Nov 17, 2010
Optical-PET study bags PMB citations prize
A research paper on tomographic bioluminescence imaging has won its authors the 2010 Physics in Medicine & Biology (PMB) citations prize – an annual award for the PMB research paper that received the most citations in the preceding five years (according to ISI).
The winning paper – Tomographic bioluminescence imaging by use of a combined optical-PET (OPET) system: a computer simulation feasibility study – was authored by George Alexandrakis, now at the University of Texas at Arlington, Fernando Rannou from Universidad de Santiago in Chile, and Arion Chatziioannou from the University of California, Los Angeles (Phys. Med. Biol. 50 4225).
The study describes a combined optical and PET (OPET) small-animal imaging system. The authors investigated the system's potential by simulating the image formation process using a micro-MRI-based virtual mouse phantom. The phantom's internal organs were assigned appropriate optical properties at wavelengths spanning the emission spectrum of the firefly luciferase bioluminescence probe.
The researchers then simulated OPET measurements for single-point, two-point and distributed bioluminescence sources located in different organs within the mouse. This revealed that spectrally resolved measurements were necessary for tomographic imaging. Simulated measurements at a single wavelength were unable to achieve three-dimensional source localization. OPET measurements at two wavelengths, however, could produce tomographic images, while additional wavelengths further improved source localization.
The simulations also demonstrated that the true location of emission sources relied on knowledge of the mouse background optical properties. The assumption of a homogeneous optical background led to inaccurate source localization in the reconstructed images.
"I think that the novelty [of this work] came from the combination of two different imaging techniques, bioluminescence tomography and PET, in a single setup," Alexandrakis told medicalphysicsweb. "The concept was that the PET detectors also capture the bioluminescence signal so that images from both modalities are intrinsically co-registered in space."
This feature allows PET imaging to be employed to validate or augment the capacity of bioluminescence tomography for quantitative imaging. It also enables simultaneous acquisition of the different types of physiological information offered by PET tracers and bioluminescence reporters.
In the five years since the PMB paper was published, the imaging side of this field has become more computationally intensive, with researchers working to reconstruct more accurate and sharper images. Alexandrakis points out, however, that the computational resources required to implement such improvements remain significant, limiting the widespread use of such methods.

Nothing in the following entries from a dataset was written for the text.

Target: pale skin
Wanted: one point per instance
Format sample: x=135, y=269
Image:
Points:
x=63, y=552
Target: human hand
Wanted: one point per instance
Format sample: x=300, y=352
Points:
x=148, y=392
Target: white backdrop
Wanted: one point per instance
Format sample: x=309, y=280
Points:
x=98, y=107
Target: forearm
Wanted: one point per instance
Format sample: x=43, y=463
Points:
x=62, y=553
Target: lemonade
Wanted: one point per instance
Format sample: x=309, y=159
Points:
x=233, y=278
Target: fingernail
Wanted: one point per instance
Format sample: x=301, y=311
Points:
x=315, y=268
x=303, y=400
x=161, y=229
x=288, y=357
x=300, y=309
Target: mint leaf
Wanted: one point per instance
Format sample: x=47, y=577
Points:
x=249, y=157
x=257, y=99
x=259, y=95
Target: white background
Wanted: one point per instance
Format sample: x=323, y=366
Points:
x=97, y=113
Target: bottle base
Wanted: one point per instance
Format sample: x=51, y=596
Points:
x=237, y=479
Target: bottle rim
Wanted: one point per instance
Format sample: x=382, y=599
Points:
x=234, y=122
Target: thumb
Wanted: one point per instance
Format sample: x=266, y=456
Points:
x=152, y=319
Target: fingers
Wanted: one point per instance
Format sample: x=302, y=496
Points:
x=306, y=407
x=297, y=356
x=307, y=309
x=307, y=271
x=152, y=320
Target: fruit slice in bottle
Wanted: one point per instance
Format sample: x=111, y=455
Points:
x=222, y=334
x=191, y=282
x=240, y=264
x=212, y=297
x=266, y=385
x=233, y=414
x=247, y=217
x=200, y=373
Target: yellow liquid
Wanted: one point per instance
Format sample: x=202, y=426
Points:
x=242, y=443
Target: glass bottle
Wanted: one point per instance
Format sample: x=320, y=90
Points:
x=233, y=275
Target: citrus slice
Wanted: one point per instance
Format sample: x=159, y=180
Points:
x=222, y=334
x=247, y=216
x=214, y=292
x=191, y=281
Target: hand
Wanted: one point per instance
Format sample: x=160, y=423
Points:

Most efforts are now focused on expanding the range of biological applications for tomographic bioluminescence imaging. "Current directions include following the kinetics of transplanted stem cells, the evolution of infectious and neurodegenerative diseases, and tumour response to cancer treatments in small animal models, to name a few," said Alexandrakis.
On the biochemistry side, he noted, the "holy grail" remains the creation of enzyme mutants that generate bioluminescence emission shifted towards red and near-infrared wavelengths, which would enable deeper and more sensitive tissue imaging. "This goal remains elusive to date."
The PMB citations prize is marked with the presentation of the Rotblat medal. The medal, named in honour of Prof. Sir Joseph Rotblat (PMB's second and longest serving editor), was awarded to the authors at the recent IEEE Medical Imaging Conference in Knoxville, TN.
"I am of course very happy to receive this prize," said Alexandrakis. "It was a big surprise – the announcement came out of the blue. I had noticed that the article was being cited, as I was following up on the literature, but I had not realized that it was that popular. I am very grateful for having the luck to cross paths with my then postdoctoral advisor, Dr Chatziioannou, as well as Dr Rannou, who is now a professor in Chile. They are intelligent and kind colleagues who made this work possible."
• The winner of the 2010 Physics in Medicine & Biology (PMB) citations prize is: Tomographic bioluminescence imaging by use of a combined optical-PET (OPET) system: a computer simulation feasibility study Phys. Med. Biol. 50 4225.
About the author
Tami Freeman is editor of medicalphysicsweb.